Second round of talks will be Sept. 1-5 in Mexico. Canada is slated to hold talks in late September with the fourth round of negotiations coming back to the United States in October. There reportedly will be seven rounds of talks before year’s end.
Mexico wants to finish NAFTA talks before its July 2018 presidential election. President Enrique Pena Nieto cannot run for a second six-year term, but his party, the Institutional Revolutionary Party, wants to win the election and keep control of the government. Pena Nieto’s party is concerned about potential challenger Andres Manuel Lopez Obrador of the National Regeneration Movement, who is running on a populist message fueled in part by Mexican outrage against President Donald Trump’s statements that the U.S. will force Mexico to pay for a border wall.
Canadian Foreign Affairs Minister Chrystia Freeland said Canada does not support changing NAFTA rules of origin to require nation-specific content levels. “Canada is not in favor of specific national content in rules of origin,” Freeland said Wednesday.
Mexican Economy Minister Ildefonso Guajardo Villarreal told Reuters that setting nation-specific content rules would be “impossible,” echoing comments he made earlier this year that such requirements are not included in any existing trade agreement.

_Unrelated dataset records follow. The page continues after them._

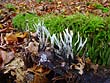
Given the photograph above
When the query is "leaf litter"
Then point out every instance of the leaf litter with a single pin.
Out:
(27, 57)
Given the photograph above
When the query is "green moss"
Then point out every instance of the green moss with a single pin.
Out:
(95, 28)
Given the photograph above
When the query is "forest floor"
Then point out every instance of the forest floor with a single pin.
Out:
(18, 49)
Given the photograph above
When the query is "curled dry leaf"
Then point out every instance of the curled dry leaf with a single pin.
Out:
(17, 66)
(5, 57)
(33, 47)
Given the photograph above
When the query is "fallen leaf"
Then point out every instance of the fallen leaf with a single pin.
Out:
(11, 38)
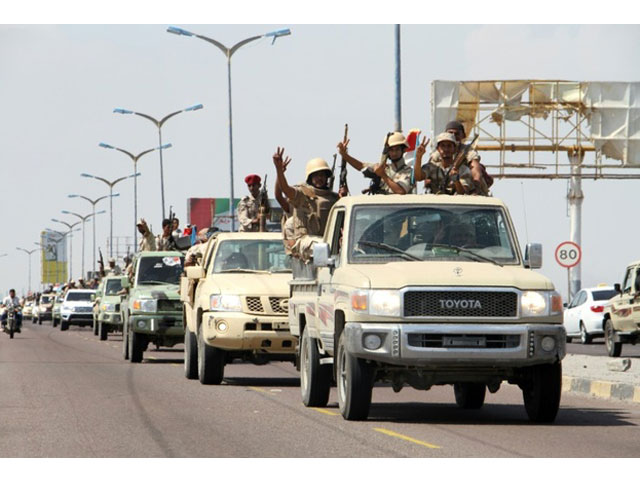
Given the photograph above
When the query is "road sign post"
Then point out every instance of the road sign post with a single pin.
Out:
(568, 255)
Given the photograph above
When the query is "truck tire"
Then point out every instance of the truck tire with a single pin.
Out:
(210, 362)
(542, 393)
(355, 384)
(190, 354)
(470, 395)
(136, 349)
(103, 331)
(585, 338)
(315, 379)
(614, 349)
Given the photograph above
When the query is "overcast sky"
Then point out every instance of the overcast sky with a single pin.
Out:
(60, 84)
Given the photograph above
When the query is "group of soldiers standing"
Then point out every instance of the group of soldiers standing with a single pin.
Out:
(453, 168)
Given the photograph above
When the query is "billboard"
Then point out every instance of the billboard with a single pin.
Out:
(53, 257)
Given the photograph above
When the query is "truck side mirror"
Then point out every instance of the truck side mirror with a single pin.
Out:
(533, 255)
(195, 272)
(322, 255)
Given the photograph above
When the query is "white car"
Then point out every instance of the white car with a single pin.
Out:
(583, 317)
(77, 308)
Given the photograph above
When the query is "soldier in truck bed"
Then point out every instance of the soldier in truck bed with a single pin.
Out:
(395, 175)
(310, 203)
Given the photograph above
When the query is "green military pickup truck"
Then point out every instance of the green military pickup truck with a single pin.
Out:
(152, 310)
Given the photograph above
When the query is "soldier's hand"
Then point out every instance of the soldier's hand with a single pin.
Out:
(342, 147)
(422, 148)
(277, 159)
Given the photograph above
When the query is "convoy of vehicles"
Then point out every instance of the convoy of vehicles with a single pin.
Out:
(235, 305)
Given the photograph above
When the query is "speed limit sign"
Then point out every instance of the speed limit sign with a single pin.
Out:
(568, 254)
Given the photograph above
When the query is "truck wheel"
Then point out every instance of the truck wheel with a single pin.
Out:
(210, 362)
(355, 384)
(585, 338)
(614, 349)
(315, 379)
(542, 393)
(103, 331)
(470, 395)
(135, 347)
(190, 354)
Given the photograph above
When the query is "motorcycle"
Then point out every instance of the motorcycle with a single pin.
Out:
(12, 321)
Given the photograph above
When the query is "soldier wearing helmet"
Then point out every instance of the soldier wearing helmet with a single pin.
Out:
(439, 174)
(310, 203)
(395, 175)
(249, 206)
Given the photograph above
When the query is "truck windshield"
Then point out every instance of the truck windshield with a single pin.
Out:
(159, 270)
(78, 296)
(252, 256)
(113, 287)
(396, 233)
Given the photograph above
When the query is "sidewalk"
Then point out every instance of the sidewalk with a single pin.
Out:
(602, 377)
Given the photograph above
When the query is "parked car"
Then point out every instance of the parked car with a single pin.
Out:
(583, 316)
(43, 307)
(77, 308)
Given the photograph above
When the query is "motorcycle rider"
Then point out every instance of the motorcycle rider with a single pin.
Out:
(14, 301)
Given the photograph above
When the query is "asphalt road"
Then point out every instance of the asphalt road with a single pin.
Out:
(66, 394)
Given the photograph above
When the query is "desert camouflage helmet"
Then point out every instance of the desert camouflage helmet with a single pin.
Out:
(316, 165)
(396, 138)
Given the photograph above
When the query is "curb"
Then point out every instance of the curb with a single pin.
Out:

— OPEC will debate whether to “extend or terminate” the OPEC and non-OPEC production cut at a meeting in late November, according to Kuwait Oil Minister Essam al-Marzouq, who is “optimistic” about finding an agreement. According to Dow Jones, compliance with production cuts fell to 94% in July from 98%, due to higher production by Iraq and the United Arab Emirates.
— Solar eclipse spectacle causes traffic jams, shipping moves. Enough Americans watched the solar eclipse from inside or near their cars for the aftermath of the phenomenon to show up on national traffic maps. National traffic patterns on Google Maps shows a series of traffic jams following the path of the event across the U.S.
Meanwhile, transportation companies rerouted drivers and shifted deliveries for cargo ranging from furniture to construction equipment, the Wall Street Journal reported. Some truckload carriers pulled their trucks from the roads. “For transportation operators, the eclipse was similar to rough weather that can hit a region, except this time it spread from coast to coast, leaving truckers and their customers to play catch-up for a couple of days,” the WSJ noted. “It’s not something that you can plan for really well because it just hasn’t happened before,” John Paiva, chief operating officer at Estes Final Mile, told the WSJ regarding trucking networks preparations for Monday’s solar eclipse.